Department of Development and Regeneration, KU Leuven, Leuven, Belgium.
Department of Biomedical Data Sciences, Leiden University Medical Center, Leiden, Netherlands.
Stat Methods Med Res. 2020 Nov;29(11):3166-3178. doi: 10.1177/0962280220921415. Epub 2020 May 13.
When developing risk prediction models on datasets with limited sample size, shrinkage methods are recommended. Earlier studies showed that shrinkage results in better predictive performance on average. This simulation study aimed to investigate the variability of regression shrinkage on predictive performance for a binary outcome. We compared standard maximum likelihood with the following shrinkage methods: uniform shrinkage (likelihood-based and bootstrap-based), penalized maximum likelihood (ridge) methods, LASSO logistic regression, adaptive LASSO, and Firth's correction. In the simulation study, we varied the number of predictors and their strength, the correlation between predictors, the event rate of the outcome, and the events per variable. In terms of results, we focused on the calibration slope. The slope indicates whether risk predictions are too extreme (slope < 1) or not extreme enough (slope > 1). The results can be summarized into three main findings. First, shrinkage improved calibration slopes on average. Second, the between-sample variability of calibration slopes was often increased relative to maximum likelihood. In contrast to other shrinkage approaches, Firth's correction had a small shrinkage effect but showed low variability. Third, the correlation between the estimated shrinkage and the optimal shrinkage to remove overfitting was typically negative, with Firth's correction as the exception. We conclude that, despite improved performance on average, shrinkage often worked poorly in individual datasets, in particular when it was most needed.
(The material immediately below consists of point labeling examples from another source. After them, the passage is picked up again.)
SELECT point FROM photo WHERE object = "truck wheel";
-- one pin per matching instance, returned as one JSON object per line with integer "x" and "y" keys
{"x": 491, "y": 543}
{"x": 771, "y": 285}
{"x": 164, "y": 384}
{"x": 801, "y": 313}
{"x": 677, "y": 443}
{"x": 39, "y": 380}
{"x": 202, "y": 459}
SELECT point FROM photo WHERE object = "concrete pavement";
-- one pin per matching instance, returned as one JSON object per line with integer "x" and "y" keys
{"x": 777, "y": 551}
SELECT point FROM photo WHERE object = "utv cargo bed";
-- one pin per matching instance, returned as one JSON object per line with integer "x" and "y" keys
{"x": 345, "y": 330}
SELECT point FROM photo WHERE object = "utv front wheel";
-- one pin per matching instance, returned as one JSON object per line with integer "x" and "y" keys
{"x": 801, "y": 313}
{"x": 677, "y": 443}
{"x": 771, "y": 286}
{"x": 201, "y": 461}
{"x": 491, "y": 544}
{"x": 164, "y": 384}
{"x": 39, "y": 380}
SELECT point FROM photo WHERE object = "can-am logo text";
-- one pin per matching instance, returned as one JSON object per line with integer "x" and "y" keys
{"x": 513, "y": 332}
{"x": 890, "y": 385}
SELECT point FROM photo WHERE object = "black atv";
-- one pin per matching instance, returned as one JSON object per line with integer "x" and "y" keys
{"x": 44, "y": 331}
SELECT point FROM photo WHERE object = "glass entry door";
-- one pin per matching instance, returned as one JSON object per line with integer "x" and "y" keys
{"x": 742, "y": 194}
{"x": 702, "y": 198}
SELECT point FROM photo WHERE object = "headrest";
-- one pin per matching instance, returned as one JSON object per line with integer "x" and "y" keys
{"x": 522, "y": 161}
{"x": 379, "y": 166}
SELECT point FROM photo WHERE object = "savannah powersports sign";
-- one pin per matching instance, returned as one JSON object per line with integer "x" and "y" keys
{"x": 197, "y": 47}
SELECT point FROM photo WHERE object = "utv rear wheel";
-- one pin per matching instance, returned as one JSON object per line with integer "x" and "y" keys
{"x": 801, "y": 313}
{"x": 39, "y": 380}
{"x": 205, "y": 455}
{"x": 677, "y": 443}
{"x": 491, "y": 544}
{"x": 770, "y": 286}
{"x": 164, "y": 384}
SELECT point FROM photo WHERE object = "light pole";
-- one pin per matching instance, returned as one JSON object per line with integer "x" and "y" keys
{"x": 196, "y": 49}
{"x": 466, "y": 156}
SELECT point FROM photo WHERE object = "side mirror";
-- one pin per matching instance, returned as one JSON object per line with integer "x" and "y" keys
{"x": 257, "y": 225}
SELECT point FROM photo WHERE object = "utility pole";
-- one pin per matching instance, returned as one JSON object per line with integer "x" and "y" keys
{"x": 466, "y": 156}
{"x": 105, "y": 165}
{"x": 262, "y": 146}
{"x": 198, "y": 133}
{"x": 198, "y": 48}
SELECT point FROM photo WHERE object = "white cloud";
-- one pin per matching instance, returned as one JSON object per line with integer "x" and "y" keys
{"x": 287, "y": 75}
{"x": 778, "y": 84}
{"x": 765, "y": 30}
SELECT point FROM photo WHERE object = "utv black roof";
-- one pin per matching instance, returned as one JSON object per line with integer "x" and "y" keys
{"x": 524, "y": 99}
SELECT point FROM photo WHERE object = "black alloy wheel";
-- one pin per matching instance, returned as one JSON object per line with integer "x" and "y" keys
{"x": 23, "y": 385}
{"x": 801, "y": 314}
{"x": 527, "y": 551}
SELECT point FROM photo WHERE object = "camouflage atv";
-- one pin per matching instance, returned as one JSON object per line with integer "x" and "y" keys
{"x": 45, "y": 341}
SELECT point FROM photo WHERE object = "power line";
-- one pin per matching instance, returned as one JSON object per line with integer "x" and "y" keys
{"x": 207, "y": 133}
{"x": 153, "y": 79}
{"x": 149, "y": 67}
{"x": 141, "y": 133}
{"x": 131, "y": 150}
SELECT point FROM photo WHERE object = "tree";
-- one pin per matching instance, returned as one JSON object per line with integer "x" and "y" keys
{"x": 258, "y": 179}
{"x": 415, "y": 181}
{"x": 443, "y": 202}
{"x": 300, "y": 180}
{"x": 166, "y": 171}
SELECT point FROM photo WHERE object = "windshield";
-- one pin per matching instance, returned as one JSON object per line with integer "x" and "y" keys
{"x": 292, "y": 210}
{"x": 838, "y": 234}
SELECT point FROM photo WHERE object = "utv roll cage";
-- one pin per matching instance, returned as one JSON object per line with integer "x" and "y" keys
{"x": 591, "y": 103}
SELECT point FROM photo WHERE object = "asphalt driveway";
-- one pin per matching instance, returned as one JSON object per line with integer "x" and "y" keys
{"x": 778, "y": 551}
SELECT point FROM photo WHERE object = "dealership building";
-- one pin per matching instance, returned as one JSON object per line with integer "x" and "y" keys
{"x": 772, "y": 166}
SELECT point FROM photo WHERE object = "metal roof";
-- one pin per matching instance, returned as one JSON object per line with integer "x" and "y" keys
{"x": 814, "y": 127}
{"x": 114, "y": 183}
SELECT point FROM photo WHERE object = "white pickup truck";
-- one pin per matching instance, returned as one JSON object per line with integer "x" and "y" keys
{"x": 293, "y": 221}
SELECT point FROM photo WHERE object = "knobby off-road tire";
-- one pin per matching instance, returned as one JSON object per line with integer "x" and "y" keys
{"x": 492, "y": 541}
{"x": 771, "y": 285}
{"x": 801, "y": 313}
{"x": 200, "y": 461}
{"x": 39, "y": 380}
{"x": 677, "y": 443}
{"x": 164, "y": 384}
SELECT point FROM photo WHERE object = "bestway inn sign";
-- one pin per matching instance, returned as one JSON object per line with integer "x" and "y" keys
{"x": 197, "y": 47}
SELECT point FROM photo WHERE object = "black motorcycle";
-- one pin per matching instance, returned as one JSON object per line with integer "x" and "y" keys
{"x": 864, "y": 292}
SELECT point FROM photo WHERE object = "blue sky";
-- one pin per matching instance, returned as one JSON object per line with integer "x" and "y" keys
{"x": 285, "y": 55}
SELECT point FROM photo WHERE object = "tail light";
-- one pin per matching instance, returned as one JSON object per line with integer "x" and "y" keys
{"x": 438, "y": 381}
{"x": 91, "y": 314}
The results imply that shrinkage methods do not solve problems associated with small sample size or low number of events per variable.
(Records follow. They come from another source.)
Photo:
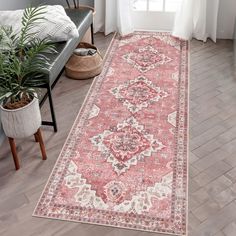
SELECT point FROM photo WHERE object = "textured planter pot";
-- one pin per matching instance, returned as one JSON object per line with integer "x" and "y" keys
{"x": 22, "y": 122}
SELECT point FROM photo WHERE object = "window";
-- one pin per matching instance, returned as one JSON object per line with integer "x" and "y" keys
{"x": 156, "y": 5}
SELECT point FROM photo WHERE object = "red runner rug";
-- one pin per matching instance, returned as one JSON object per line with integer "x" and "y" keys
{"x": 124, "y": 163}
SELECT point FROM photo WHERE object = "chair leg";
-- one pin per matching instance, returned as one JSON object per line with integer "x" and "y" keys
{"x": 92, "y": 36}
{"x": 52, "y": 108}
{"x": 41, "y": 143}
{"x": 36, "y": 138}
{"x": 14, "y": 153}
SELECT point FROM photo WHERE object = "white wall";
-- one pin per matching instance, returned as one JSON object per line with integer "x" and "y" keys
{"x": 226, "y": 19}
{"x": 63, "y": 2}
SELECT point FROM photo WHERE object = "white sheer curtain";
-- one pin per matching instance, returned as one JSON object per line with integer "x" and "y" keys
{"x": 198, "y": 19}
{"x": 113, "y": 15}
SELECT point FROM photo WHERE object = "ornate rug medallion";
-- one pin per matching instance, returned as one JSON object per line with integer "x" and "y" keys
{"x": 125, "y": 144}
{"x": 124, "y": 163}
{"x": 146, "y": 58}
{"x": 138, "y": 93}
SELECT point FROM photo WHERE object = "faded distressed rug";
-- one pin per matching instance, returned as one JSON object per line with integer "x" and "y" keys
{"x": 124, "y": 163}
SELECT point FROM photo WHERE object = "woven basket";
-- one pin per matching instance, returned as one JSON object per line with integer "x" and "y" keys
{"x": 84, "y": 67}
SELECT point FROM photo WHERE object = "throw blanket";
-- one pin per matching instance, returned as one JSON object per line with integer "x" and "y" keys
{"x": 57, "y": 26}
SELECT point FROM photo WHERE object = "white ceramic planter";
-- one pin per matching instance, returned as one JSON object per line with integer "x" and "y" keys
{"x": 22, "y": 122}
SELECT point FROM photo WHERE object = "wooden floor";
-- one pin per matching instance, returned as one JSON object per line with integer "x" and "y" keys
{"x": 212, "y": 181}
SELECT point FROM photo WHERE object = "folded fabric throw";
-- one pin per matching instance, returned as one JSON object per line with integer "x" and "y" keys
{"x": 57, "y": 26}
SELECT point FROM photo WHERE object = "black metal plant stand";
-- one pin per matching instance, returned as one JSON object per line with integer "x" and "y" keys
{"x": 75, "y": 2}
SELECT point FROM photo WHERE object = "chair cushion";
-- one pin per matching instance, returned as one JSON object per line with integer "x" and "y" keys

当在样本量有限的数据集上开发风险预测模型时,建议使用收缩方法。早期的研究表明,收缩平均会提高预测性能。本模拟研究旨在研究二元结果的预测性能上回归收缩的可变性。我们将标准最大似然与以下收缩方法进行了比较:均匀收缩(基于似然和基于引导的)、惩罚最大似然(岭)方法、LASSO 逻辑回归、自适应 LASSO 和 Firth 校正。在模拟研究中,我们改变了预测因子的数量及其强度、预测因子之间的相关性、结果的事件发生率和变量的事件数。在结果方面,我们主要关注校准斜率。斜率表示风险预测是否过于极端(斜率 < 1)或不够极端(斜率 > 1)。结果可以总结为三个主要发现。首先,收缩平均提高了校准斜率。其次,与最大似然相比,校准斜率的样本间可变性通常增加。与其他收缩方法不同,Firth 校正的收缩效果较小,但变异性较低。第三,估计的收缩与去除过拟合的最佳收缩之间的相关性通常为负,Firth 校正则是例外。我们得出结论,尽管平均性能有所提高,但收缩方法在单个数据集上的表现通常不佳,尤其是在最需要时。结果表明,收缩方法并不能解决样本量小或每个变量的事件数少的问题。